The age distribution of SF OkCupid users is similar between the sexes, both are skewed right, with similar ranges and the age with the highest proportion of users peaking under 30 years old. However, the female distribution appears to be slightly more right skewed than the male population.

AGE AND INCOME

age_income <- profiles %>% 
  select(sex, income, age) %>% 
  filter(income>-1) %>% 
  group_by(age, sex) %>% 
  summarise(avg_income=mean(income))

ggplot(data=age_income, aes(x=age, y=avg_income, col=sex)) +
  geom_point() +
  labs(x="Age", y="Income", title="Relationship between Age and Income for SF OkCupid Users, Compared by Sex")

ggplot(data=age_income, aes(x=age, y=avg_income)) +
  geom_point() +
  geom_smooth() +
  facet_wrap(~sex) +
  labs(x="Age", y="Income", title="Relationship between Age and Income for SF OkCupid Users, Faceted by Sex")

The relationship between age and income is similar between males and females, both with income peaking around the age of 35. However, females income drops more dramatically after the age of 35 than males income.
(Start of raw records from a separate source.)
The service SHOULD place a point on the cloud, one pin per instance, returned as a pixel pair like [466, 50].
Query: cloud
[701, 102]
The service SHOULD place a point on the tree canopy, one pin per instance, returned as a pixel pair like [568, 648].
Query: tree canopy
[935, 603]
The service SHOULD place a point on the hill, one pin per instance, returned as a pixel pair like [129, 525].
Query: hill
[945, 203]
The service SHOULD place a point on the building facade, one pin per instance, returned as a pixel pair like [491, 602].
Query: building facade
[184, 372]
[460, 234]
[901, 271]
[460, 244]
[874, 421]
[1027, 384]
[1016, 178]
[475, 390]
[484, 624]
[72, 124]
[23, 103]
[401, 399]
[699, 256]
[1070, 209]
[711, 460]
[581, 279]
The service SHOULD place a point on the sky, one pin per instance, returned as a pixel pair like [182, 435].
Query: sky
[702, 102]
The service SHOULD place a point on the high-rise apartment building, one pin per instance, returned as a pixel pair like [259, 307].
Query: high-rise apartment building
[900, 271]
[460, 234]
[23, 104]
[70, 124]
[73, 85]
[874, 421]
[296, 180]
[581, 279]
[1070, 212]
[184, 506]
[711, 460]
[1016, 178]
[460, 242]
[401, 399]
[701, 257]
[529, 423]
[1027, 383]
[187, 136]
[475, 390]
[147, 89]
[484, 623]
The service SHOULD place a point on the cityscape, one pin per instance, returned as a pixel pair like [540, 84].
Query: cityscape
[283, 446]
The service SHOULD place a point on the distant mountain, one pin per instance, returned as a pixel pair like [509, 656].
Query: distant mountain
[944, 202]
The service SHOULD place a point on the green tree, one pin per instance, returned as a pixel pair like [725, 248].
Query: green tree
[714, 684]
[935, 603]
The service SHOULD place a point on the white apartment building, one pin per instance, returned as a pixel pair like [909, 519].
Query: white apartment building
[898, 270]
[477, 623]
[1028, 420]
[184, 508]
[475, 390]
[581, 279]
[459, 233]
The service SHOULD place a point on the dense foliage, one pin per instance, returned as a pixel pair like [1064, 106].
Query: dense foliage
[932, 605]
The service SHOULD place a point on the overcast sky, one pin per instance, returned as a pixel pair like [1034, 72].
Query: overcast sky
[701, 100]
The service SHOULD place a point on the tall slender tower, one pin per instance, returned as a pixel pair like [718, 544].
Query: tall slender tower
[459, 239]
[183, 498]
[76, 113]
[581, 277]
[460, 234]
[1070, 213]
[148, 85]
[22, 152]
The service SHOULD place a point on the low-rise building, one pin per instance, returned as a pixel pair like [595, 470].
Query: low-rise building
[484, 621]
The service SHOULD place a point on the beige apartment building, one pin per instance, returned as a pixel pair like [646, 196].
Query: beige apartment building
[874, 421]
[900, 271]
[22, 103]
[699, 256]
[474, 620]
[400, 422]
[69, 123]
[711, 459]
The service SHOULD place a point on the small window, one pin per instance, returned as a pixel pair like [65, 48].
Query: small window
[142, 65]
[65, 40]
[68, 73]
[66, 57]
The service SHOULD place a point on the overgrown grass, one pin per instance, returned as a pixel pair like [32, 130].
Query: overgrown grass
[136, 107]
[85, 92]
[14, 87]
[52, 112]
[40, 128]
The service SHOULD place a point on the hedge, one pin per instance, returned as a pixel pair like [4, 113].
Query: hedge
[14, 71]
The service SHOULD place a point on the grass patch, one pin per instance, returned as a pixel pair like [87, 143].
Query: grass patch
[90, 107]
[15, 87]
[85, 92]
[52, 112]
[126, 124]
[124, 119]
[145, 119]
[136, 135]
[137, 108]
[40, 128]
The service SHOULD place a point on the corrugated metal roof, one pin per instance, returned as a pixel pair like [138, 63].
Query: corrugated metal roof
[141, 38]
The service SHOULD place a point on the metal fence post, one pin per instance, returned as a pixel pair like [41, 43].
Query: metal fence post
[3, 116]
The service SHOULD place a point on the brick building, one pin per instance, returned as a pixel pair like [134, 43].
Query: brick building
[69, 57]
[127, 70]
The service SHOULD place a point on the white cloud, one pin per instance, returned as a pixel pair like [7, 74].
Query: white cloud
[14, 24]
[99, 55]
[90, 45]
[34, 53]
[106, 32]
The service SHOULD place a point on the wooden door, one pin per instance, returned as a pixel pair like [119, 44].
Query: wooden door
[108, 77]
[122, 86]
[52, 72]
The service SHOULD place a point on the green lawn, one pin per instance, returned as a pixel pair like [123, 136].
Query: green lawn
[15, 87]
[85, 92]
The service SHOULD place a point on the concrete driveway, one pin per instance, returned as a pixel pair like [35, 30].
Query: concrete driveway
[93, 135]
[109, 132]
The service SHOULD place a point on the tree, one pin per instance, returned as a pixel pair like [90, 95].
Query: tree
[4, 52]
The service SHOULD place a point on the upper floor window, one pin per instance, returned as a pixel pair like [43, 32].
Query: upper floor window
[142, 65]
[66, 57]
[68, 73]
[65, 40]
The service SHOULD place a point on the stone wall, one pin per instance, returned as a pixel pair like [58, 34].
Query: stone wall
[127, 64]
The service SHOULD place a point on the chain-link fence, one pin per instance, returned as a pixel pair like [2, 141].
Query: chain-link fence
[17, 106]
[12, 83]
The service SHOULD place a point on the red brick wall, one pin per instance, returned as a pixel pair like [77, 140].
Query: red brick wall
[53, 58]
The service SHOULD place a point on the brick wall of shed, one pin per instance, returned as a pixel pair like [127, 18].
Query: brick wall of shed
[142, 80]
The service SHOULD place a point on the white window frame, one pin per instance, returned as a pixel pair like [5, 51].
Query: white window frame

Additionally the entire female income vs age relationship is (unsurprisingly, yet disapointingly given the wage gap) shifted down about 25,000 dollars at the peak. The male starting income, under the age of 20, starts out higher than the females and similarly the male ending income, around the age of 70, is higher than the females. ## Question 2:

In the file HW-2_Shiny_App.Rmd, build the Shiny App discussed in Lec09 on Monday 10/3: Using the movies data set in the ggplot2movies data set, make a Shiny app that

  • Plots budget on the x-axis and rating on the y-axis
  • Instead of having a radio button to select the genre of movie (Action, Animation, Comedy, etc), have a radio button that allows you to toggle between comedies and non-comedies. This app should be simpler.